负载型Au催化剂因其在诸多反应过程中的高催化活性而备受研究者关注. 然而针对负载型催化剂中Au物种结构的有效调控, 以及催化过程中真实构-效关系的探索一直充满了挑战. 用CeO₂为Au物种担载基底, 通过简单煅烧处理引起的CeO₂结构变化, 进而实现Au/CeO₂之间界面作用力的调控. 此研究发现Au纳米颗粒中Au⁰物种具备更为高效的催化室温CO氧化活性, 结合多种原位表征分析, 其室温条件下催化转化效率更依赖于CO吸附能力. 而相比于单原子Au₁和纳米Au颗粒, 所制备的团簇Au/CeO₂催化剂在较高温度(>50 ℃)展现出优异的催化CO氧化反应性能. 随着温度升高, 催化剂表界面O参与的MvK反应路径更易发生, 因此具有更多表界面活性O物种和Au^δ^＋位点的团簇Au/CeO₂催化剂展现出最为优异的催化CO氧化性能. 这些发现为高效负载型Au催化剂的制备提供了新思路并深化了对Au/CeO₂催化作用机制的理解.

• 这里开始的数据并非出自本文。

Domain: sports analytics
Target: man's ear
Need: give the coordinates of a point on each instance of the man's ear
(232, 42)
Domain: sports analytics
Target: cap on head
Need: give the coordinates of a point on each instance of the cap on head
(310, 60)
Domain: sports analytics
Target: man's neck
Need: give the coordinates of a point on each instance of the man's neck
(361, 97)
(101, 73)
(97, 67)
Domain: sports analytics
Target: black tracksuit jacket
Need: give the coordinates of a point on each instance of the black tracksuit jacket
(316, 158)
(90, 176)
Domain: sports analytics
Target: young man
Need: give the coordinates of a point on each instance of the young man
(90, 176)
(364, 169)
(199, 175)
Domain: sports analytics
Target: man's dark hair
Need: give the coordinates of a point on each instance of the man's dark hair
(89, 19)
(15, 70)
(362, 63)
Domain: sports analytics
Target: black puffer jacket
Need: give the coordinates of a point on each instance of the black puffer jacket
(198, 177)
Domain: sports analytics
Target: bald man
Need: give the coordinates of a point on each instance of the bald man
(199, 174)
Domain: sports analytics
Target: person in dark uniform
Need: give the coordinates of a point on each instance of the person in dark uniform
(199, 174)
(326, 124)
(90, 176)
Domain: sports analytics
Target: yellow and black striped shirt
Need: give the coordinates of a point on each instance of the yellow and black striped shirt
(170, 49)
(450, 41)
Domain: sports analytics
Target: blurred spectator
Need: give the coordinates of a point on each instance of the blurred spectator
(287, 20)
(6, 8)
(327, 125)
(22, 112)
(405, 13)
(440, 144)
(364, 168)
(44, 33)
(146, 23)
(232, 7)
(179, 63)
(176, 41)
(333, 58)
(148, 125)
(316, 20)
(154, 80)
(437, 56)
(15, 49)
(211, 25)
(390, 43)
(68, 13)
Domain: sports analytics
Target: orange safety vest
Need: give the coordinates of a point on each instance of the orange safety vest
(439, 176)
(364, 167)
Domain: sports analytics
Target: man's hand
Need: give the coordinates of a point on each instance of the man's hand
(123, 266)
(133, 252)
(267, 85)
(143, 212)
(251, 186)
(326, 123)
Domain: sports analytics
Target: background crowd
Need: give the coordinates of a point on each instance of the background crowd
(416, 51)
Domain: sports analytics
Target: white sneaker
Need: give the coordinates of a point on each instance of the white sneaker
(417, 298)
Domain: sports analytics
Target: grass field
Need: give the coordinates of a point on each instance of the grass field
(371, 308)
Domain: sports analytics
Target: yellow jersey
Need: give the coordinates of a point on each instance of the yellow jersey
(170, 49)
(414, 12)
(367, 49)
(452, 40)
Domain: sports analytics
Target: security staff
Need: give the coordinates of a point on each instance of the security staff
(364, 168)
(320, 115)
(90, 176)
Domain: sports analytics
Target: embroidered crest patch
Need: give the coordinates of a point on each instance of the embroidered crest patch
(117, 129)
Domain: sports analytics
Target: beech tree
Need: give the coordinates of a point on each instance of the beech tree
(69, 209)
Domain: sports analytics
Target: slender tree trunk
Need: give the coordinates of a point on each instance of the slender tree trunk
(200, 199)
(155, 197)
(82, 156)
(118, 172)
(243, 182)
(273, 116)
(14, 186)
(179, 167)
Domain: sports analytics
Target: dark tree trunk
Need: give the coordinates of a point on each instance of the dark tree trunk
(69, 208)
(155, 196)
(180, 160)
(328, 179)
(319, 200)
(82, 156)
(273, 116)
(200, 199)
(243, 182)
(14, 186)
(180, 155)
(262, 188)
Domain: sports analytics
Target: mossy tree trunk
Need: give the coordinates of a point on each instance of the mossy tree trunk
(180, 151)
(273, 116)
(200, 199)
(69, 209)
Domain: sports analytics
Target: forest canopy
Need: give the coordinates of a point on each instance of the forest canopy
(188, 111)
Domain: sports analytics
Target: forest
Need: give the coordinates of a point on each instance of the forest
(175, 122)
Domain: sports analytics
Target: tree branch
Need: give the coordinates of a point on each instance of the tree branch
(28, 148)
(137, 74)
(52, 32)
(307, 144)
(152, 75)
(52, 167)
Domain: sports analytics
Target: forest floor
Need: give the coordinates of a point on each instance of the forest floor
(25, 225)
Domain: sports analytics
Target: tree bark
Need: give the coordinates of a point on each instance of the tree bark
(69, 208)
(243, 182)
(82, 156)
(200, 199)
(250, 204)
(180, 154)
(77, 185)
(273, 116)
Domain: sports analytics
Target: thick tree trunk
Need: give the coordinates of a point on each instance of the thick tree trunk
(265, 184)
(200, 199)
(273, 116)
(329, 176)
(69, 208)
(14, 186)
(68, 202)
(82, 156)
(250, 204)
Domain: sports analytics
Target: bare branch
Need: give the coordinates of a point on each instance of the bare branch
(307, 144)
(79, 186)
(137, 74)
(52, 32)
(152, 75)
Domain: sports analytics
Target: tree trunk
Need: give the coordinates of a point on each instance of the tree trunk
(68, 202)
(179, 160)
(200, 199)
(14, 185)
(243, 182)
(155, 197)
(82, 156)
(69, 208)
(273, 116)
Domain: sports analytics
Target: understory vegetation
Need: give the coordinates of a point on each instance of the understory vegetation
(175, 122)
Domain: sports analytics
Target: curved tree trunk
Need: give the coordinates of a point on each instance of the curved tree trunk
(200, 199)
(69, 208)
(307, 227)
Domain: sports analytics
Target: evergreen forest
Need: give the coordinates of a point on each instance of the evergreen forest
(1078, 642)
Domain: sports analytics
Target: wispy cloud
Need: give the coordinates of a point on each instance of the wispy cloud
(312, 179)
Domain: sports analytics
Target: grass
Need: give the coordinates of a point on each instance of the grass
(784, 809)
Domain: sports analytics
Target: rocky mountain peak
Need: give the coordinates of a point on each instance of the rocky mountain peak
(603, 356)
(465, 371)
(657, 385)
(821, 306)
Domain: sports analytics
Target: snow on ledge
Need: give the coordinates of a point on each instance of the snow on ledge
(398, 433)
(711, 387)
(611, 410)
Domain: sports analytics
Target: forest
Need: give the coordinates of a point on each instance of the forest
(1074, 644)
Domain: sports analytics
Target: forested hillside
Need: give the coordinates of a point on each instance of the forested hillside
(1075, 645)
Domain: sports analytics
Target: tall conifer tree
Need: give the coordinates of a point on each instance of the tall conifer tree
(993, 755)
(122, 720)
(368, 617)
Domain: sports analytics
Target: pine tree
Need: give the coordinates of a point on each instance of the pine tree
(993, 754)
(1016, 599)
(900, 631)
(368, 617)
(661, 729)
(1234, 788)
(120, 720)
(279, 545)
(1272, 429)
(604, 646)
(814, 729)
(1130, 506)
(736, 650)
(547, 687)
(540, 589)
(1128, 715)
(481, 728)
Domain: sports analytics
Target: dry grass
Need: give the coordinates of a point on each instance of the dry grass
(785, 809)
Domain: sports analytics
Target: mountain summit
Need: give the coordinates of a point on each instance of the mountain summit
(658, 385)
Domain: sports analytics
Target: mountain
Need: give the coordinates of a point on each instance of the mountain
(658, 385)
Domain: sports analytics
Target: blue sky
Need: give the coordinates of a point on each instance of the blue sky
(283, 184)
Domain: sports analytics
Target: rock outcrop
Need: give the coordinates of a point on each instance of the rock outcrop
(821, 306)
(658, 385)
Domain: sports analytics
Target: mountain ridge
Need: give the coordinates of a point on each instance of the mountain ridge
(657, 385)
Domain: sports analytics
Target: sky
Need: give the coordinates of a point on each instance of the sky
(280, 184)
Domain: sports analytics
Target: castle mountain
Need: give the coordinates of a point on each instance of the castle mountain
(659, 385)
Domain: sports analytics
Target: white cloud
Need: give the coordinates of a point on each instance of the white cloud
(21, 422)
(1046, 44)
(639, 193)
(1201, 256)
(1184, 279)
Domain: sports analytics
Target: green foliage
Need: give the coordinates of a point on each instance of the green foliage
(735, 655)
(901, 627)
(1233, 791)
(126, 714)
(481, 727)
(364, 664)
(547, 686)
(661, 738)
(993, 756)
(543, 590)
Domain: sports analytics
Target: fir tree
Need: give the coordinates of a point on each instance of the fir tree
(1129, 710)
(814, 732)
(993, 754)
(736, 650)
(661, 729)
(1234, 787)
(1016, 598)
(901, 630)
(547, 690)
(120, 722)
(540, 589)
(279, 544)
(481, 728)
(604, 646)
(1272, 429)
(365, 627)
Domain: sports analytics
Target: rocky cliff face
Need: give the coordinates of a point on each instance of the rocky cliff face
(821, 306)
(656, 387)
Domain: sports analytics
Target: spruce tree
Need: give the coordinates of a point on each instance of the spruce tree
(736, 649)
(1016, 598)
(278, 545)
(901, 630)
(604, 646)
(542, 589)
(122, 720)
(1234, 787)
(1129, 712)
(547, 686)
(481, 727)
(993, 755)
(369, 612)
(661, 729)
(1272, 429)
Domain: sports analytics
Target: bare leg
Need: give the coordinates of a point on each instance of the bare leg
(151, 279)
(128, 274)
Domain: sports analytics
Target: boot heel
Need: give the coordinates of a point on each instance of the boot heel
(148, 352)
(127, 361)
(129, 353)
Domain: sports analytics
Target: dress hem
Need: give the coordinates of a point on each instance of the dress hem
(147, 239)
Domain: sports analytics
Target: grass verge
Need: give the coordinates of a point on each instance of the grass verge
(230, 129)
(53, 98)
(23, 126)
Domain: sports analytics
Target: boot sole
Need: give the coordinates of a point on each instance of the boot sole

关键词： 负载型金催化剂; 二氧化铈; 一氧化碳氧化; 原位表征; 反应机理

本文引用格式

付信朴 , 王秀玲 , 王伟伟 , 司锐 , 贾春江 . 团簇Au/CeO₂的制备及其催化CO氧化反应构效关系的研究^★[J]. 化学学报, 2023 , 81(8) : 874 -883 . DOI: 10.6023/A23040174

Abstract

Supported Au-based catalysts have been attracting continuous attention owing to their outstanding performance in various catalytic applications. However, the complicated environment on the catalyst surface severely hampered the unambiguous illustration of the structural-function relationship for Au-based catalysts. In this work, we developed a facile strategy to fabricate various Au species [Auⁿ^＋ (n>1), Au^δ^＋ (0<n<1) and Au⁰] onto the CeO₂ support, which the Au/CeO₂interaction was distinctively modulated by the CeO₂-x with different calcination temperatures. As-prepared Au/CeO₂-x were valued as catalysts for CO oxidation reaction, which is important for both environmental application and model catalysis. The as-formed clustered Au with δ＋ oxidation state on CeO₂-400 demonstrates the best catalytic performance at 50 ℃, while the Au nanoparticles with dominant Au⁰ atoms are superior for catalyzing CO oxidation at room temperature. However, the monodispersed Auⁿ^＋ single-sites with the highest dispersion are almost inactive for CO oxidation below 50 ℃. On the basis of structural characterizations and in-situ diffuse reflectance infrared Fourier transform spectroscopy (DRIFTS) results, we reasonably speculated that the electronic state of Au species plays a predominant role at room temperature for catalytic performance owing to the differentiated CO adsorption ability. This speculation is well in line with our former research finding that the Auⁿ^＋ sites are weak in capturing CO molecules and Au⁰ is favorable for CO adsorption. The surficial O atoms, especially the lattice O atoms, play a minor role in catalyzing CO oxidation for the Au particles within Au/CeO₂-700, implying that the reactant molecules might prefer a L-H pathway at room temperature. In contrast, the clustered Au^δ^＋ with moderate CO adsorption ability and abundant interfacial site was apt to participate in the surface reaction with a MvK pathway, in which the reaction between surficial lattice O atoms and adsorbed CO molecules significantly contribute to the catalytic activity. Therefore, the Au/CeO₂-400 catalyst coupling with moderate CO adsorption ability and abundant active O atoms displayed the best catalytic efficiency at elevated temperatures. These findings in this work provided a facile route for the fabrication efficient Au/CeO₂ catalyst, and shed light on the molecular understanding of the reaction path over various Au sites.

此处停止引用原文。